19 March 2020
For immediate release
DIRECT LINE INSURANCE GROUP PLC
UPDATE ON SHARE BUYBACK PROGRAMME
Direct Line Insurance Group plc ("DLG" or the "Group") provides an update on its solvency position and announces that it is suspending its share buyback programme as a result of the volatile conditions arising from the Covid-19 (coronavirus) pandemic.
Tim Harris, Chief Financial Officer of Direct Line Group, commented:
"Given the uncertainty as a result of Covid-19 we've taken the prudent decision to pause our share buybacks until the situation becomes clearer. The Direct Line Group capital position remains strong, and solvency has moved as expected in line with our sensitivity analysis1 following recent market movements. We hope to be able to resume the share buybacks in due course, but it's right we seek to preserve the Group's strong balance sheet during this period of heightened uncertainty."
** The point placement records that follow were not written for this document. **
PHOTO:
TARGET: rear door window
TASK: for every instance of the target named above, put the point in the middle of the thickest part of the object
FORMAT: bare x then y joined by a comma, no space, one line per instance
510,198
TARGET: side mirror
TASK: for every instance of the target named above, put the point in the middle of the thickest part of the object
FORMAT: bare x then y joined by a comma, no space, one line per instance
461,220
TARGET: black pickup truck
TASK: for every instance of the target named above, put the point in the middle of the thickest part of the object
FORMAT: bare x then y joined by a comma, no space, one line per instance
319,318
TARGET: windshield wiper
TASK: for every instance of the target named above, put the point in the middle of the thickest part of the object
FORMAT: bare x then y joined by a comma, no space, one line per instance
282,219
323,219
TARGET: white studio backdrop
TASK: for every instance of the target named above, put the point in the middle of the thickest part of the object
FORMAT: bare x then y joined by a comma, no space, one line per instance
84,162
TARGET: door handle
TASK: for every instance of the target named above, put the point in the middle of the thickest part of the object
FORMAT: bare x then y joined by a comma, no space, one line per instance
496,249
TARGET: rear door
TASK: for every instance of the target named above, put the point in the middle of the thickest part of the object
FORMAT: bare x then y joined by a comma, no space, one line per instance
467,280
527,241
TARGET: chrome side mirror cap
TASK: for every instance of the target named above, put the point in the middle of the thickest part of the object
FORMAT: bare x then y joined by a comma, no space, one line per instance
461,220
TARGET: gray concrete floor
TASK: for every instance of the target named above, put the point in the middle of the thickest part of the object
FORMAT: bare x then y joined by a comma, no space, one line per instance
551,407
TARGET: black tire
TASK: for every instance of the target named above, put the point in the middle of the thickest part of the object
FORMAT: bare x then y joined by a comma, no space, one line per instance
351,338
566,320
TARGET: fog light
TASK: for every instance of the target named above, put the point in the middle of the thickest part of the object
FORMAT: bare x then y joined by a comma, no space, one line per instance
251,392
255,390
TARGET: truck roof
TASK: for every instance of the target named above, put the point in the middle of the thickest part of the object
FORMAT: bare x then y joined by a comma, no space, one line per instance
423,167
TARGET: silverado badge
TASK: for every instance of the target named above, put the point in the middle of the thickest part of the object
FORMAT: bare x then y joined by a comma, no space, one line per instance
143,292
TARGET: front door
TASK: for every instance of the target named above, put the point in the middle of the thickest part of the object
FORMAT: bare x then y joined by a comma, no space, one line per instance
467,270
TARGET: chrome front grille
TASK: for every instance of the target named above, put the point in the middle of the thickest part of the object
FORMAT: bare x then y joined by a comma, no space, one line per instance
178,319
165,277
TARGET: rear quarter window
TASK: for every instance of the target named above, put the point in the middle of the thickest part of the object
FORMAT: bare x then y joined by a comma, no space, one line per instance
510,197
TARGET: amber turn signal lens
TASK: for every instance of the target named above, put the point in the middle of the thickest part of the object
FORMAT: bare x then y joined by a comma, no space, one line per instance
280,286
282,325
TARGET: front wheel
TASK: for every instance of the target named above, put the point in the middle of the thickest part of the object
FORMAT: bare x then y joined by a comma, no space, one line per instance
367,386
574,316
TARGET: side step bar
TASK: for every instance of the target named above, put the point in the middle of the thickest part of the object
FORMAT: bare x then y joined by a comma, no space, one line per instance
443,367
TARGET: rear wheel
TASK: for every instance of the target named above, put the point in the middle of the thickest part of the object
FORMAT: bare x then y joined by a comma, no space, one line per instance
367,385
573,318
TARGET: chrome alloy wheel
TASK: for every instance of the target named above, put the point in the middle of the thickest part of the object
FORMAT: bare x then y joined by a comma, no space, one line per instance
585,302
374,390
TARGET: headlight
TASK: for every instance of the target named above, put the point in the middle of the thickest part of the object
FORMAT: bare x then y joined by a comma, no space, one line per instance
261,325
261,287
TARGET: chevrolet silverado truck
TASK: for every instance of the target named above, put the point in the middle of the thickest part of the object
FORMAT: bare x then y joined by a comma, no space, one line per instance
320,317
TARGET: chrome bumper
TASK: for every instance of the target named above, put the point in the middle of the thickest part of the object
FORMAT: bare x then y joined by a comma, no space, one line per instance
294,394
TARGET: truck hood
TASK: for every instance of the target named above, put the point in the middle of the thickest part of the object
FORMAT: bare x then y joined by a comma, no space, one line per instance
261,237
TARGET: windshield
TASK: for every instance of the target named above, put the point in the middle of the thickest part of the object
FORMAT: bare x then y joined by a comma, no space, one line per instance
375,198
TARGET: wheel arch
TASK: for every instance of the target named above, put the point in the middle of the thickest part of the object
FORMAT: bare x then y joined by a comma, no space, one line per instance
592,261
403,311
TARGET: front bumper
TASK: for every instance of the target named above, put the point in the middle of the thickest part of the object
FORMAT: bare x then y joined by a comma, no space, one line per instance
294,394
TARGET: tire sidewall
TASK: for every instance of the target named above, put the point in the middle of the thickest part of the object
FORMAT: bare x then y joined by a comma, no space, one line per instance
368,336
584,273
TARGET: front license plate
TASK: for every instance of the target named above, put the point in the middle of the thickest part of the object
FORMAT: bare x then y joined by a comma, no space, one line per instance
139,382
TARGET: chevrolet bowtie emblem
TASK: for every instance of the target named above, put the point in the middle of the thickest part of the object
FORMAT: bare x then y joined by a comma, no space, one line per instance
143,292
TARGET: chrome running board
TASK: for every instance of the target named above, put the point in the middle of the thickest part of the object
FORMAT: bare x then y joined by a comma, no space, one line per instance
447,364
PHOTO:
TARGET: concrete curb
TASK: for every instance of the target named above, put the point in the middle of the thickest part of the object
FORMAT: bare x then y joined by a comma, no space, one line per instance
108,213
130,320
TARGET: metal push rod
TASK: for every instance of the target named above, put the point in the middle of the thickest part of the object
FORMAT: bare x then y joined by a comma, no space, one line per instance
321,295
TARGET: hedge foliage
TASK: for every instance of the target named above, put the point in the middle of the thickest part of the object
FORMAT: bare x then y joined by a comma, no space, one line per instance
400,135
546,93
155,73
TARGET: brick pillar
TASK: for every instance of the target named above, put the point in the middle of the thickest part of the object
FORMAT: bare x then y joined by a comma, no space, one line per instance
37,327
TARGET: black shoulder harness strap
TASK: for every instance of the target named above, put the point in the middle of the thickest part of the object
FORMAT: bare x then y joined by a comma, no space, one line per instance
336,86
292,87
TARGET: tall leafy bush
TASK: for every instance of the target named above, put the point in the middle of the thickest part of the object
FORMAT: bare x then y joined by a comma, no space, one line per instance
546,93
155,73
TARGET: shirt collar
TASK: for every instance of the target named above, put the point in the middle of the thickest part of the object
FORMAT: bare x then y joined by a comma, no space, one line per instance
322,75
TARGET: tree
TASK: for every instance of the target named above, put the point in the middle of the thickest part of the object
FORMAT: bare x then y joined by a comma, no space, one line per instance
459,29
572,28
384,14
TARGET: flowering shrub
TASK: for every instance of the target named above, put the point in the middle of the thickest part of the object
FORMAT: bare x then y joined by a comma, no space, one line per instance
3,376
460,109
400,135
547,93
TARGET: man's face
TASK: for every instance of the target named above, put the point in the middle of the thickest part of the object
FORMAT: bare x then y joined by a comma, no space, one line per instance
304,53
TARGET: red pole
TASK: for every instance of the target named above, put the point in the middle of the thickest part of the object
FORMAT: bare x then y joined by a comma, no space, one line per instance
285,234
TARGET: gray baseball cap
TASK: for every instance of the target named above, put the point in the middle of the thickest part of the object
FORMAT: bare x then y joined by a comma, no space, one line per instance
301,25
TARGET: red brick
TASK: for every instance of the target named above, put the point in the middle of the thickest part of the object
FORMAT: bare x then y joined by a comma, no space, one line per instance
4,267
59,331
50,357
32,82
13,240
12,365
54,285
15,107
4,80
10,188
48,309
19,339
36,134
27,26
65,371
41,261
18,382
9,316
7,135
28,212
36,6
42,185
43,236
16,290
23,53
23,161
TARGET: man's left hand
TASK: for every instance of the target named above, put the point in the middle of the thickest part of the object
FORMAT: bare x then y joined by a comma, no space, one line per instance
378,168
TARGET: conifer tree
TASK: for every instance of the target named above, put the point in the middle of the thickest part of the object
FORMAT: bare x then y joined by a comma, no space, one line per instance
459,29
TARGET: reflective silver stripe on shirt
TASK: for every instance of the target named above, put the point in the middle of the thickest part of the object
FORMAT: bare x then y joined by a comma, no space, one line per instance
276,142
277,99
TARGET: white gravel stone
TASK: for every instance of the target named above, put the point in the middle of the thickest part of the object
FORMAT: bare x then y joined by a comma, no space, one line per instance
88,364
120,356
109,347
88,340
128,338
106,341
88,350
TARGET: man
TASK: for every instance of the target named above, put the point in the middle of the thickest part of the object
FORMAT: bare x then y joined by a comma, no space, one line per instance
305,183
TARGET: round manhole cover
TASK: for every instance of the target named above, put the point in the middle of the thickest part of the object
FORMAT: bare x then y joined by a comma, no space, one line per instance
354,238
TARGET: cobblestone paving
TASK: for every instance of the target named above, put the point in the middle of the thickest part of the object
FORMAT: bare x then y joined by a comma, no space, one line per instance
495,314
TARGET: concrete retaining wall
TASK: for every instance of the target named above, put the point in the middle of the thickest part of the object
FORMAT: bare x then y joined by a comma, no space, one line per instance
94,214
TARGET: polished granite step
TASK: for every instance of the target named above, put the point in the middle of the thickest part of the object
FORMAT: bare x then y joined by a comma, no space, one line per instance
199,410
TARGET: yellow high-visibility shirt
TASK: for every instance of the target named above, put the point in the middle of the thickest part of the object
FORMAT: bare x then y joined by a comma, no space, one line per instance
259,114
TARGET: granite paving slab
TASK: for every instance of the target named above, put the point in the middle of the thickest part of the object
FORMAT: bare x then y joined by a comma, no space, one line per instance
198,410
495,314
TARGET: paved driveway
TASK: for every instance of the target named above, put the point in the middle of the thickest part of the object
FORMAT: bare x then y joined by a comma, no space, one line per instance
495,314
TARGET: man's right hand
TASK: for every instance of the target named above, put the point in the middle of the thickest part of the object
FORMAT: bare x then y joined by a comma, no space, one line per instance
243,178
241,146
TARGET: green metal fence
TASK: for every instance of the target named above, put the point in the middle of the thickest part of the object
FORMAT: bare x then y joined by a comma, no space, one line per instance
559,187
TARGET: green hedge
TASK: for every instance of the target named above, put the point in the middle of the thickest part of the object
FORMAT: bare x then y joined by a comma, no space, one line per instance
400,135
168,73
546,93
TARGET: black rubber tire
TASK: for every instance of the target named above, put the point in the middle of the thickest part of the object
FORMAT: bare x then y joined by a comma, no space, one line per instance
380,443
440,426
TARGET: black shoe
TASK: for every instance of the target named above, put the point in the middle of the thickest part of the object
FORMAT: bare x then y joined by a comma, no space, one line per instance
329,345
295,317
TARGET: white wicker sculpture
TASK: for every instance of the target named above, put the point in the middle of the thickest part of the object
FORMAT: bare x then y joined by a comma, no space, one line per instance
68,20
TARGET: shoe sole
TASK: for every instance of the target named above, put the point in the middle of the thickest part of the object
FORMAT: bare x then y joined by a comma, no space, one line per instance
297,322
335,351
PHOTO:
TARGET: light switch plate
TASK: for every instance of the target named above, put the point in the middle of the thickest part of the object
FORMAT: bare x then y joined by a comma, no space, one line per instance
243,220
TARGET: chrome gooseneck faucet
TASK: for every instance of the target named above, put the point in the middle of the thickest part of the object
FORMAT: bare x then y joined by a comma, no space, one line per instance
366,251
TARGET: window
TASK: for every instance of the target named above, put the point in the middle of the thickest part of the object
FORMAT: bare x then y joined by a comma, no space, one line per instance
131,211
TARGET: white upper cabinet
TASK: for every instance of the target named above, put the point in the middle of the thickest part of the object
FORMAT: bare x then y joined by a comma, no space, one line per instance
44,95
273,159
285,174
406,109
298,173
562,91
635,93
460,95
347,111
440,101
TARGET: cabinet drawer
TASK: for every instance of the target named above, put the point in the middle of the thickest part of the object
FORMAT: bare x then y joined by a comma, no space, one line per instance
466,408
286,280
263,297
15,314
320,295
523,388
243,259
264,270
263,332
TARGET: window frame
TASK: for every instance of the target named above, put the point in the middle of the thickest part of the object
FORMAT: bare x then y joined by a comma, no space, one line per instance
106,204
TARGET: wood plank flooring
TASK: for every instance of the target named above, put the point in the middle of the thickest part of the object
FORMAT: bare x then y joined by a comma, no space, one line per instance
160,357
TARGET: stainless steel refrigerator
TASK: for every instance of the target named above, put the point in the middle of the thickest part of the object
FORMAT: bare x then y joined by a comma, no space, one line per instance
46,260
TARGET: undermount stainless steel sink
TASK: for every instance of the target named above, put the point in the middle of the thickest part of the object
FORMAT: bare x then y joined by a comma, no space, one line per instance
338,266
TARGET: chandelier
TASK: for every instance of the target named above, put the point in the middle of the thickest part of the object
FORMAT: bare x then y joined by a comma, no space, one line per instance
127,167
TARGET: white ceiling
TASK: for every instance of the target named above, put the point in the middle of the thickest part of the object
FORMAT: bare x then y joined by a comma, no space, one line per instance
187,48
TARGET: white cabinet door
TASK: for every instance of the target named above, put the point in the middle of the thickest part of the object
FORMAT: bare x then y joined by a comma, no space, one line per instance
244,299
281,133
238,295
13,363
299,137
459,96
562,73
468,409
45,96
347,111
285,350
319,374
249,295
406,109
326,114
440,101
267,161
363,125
The Group estimates a strong solvency capital ratio of 163% on 18 March 2020 after allowing for the mark to market effect of the recent deterioration in the financial markets on the Group's investment portfolio. It is also after the buybacks completed to date and the proposed payment of the final regular dividend of 14.4p per share.
Travel and Motor Claims
The Group anticipates claims trends across its diversified business lines to differ during the period affected by Covid-19. In particular:
- Within Motor the Group anticipates lower Motor claims frequency in the short term as the UK government increasingly advises against non-essential travel.
- Gross reported Travel claims related to Covid-19 had increased to £5 million on 15 March from around £1 million on 3 March. An increase in claims following further travel restrictions imposed by the Foreign & Commonwealth Office (FCO) is expected, although it is too early to estimate the potential impact. The Group has implemented measures to help mitigate this, including pausing new travel insurance sales and restricting cover for new travel bookings. The Group has reinsurance cover totalling £18.5 million for Travel claims.2
The £150 million buyback programme was launched alongside the Group's full year results and was designed to return surplus capital to shareholders and move the Group's solvency capital coverage ratio towards the middle of its solvency risk appetite range. To date approximately £29 million of shares have been purchased under the buyback programme.
The Company will be keeping the position under review to assess opportunities to undertake further share repurchase exercises in future, subject to prevailing market conditions.
The solvency sensitivity analysis as outlined in the 2019 Annual Report and Accounts, page 37.
DLG has travel insurance protection to mitigate the cost of an event over a 28 day period from £1m up to a limit of £10m, with one full reinstatement.
Current Mandate with Morgan Stanley
DLG has decided to terminate its current share repurchase mandate relating to buying back DLG's ordinary shares for a maximum consideration of up to £150 million that was announced on 4 March 2020 and commenced on 5 March 2020 (the "Current Mandate"). To date the company has bought back approximately £29 million of shares in the market under the Current Mandate.
The termination of the Current Mandate will take effect at the close of business today and no further share purchases will be carried out under the Current Mandate on the London Stock Exchange or any other exchange after then. The programme was previously expected to end by 31 July 2020.
The Group intends to update further with its first quarter trading update scheduled for 6 May 2020.
This announcement contains inside information for the purposes of article 7 of Regulation 596/2014 ("MAR"). The person responsible for arranging the release of this announcement on behalf of DLG is Tim Harris, Chief Financial Officer.